How do you keep all the smart people while cutting costs significantly? How
do you redeploy skills so that they benefit the whole new company. The usual
stuff.
One thing that is not too daunting is the fact that FreeMarkets is losing money. It seems to me that rapidly-growing software companies build up an enormous quantity of recurring excess costs over time and that almost anybody who comes in with an eye for reform, from Bob Dutkowsky to Craig Conway, can make a real difference to the cost structure in relatively short order. Bob Calderoni, Ariba's president, pays attention to outflow and should be able to make a difference.
Better Hanged for a Sheep
It's a risky move, then. Ariba will have to solve a lot of normal problems
that have defeated most people. And they'll have to improvise and invent their
way into becoming a software and services company with few precedents to
guide it.
But you have to remember, staying still has its risks, too. I don't
need to describe these; Ariba's stock price and the generally doubtful
opinion on the street shows that these are widely appreciated.

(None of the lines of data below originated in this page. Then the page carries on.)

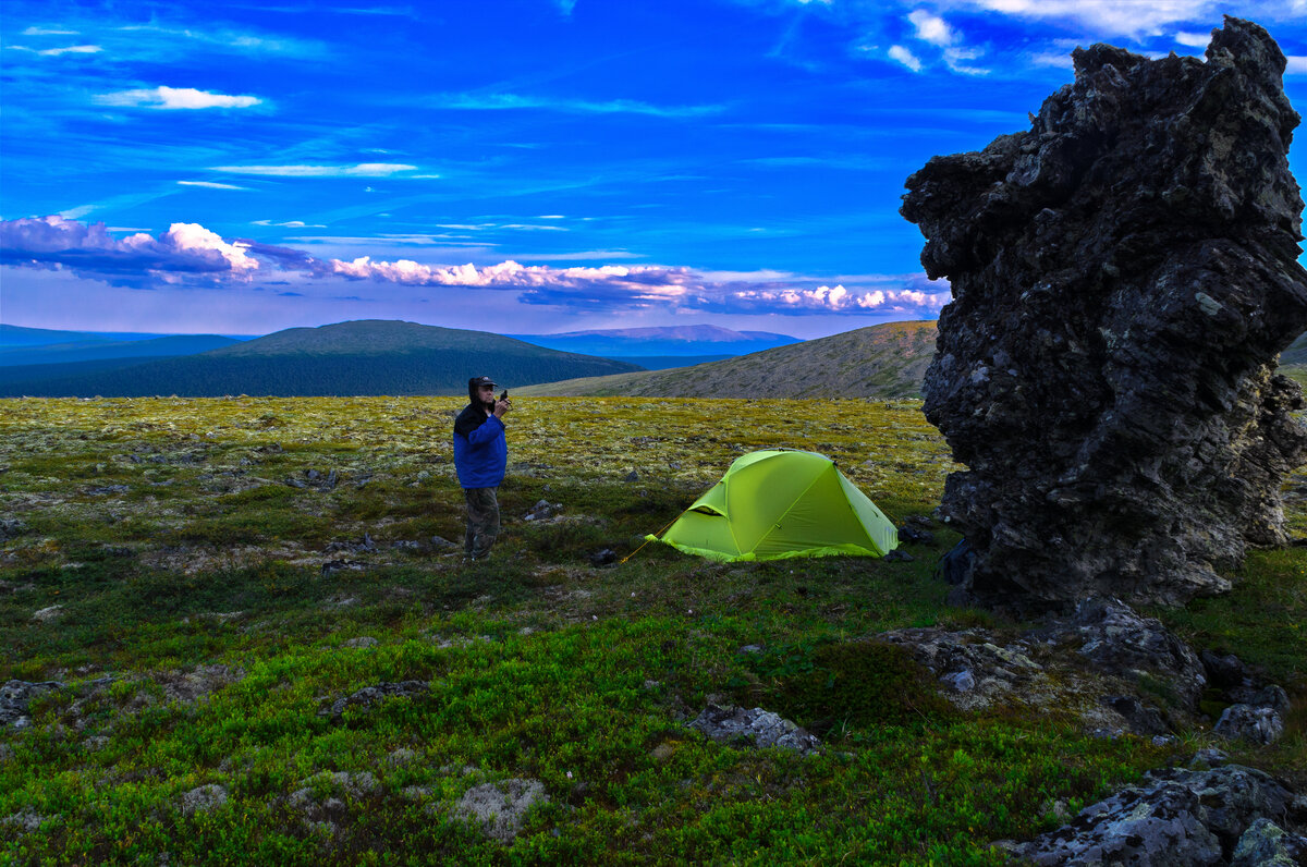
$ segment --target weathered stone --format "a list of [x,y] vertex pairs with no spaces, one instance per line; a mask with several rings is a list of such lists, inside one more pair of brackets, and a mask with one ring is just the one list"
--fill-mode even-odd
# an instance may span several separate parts
[[43,692],[63,689],[58,680],[30,683],[26,680],[8,680],[0,687],[0,726],[13,726],[24,728],[30,723],[27,718],[27,704]]
[[1295,867],[1307,863],[1307,837],[1290,834],[1269,819],[1243,832],[1230,867]]
[[1086,807],[1055,832],[1008,849],[1050,867],[1210,867],[1227,863],[1259,819],[1285,815],[1290,798],[1283,786],[1252,768],[1171,768]]
[[431,690],[431,687],[422,680],[383,681],[375,687],[363,687],[348,696],[337,698],[328,707],[318,711],[319,717],[331,717],[339,721],[348,709],[367,709],[372,705],[393,697],[417,698]]
[[762,707],[708,705],[689,726],[725,744],[780,747],[805,756],[821,749],[821,740],[806,728]]
[[1151,681],[1176,706],[1197,706],[1206,687],[1202,662],[1162,621],[1141,617],[1115,599],[1090,599],[1077,605],[1072,625],[1085,642],[1081,655],[1100,671]]
[[1253,744],[1273,744],[1285,734],[1285,721],[1274,707],[1230,705],[1212,731],[1229,740],[1247,740]]
[[182,794],[182,812],[187,816],[205,813],[227,803],[227,790],[210,783]]
[[454,815],[481,825],[486,837],[512,842],[521,821],[536,804],[549,803],[545,785],[537,779],[508,779],[469,789],[454,807]]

Ariba's president makes no secret of the fact that he loves the
Yankess and appreciates the lessons that sports teach. "Be aggressive; better to
try something and fail rather than do nothing and be beat," is the conventional
wisdom for his beloved Yankees and, I suspect, for him.
We shall see. For his Yankees, it's worked out well. For other teams,
when they try this sort of thing, they've sometimes discovered that
it's better to take the pitcher out, even if he is Pedro Martinez.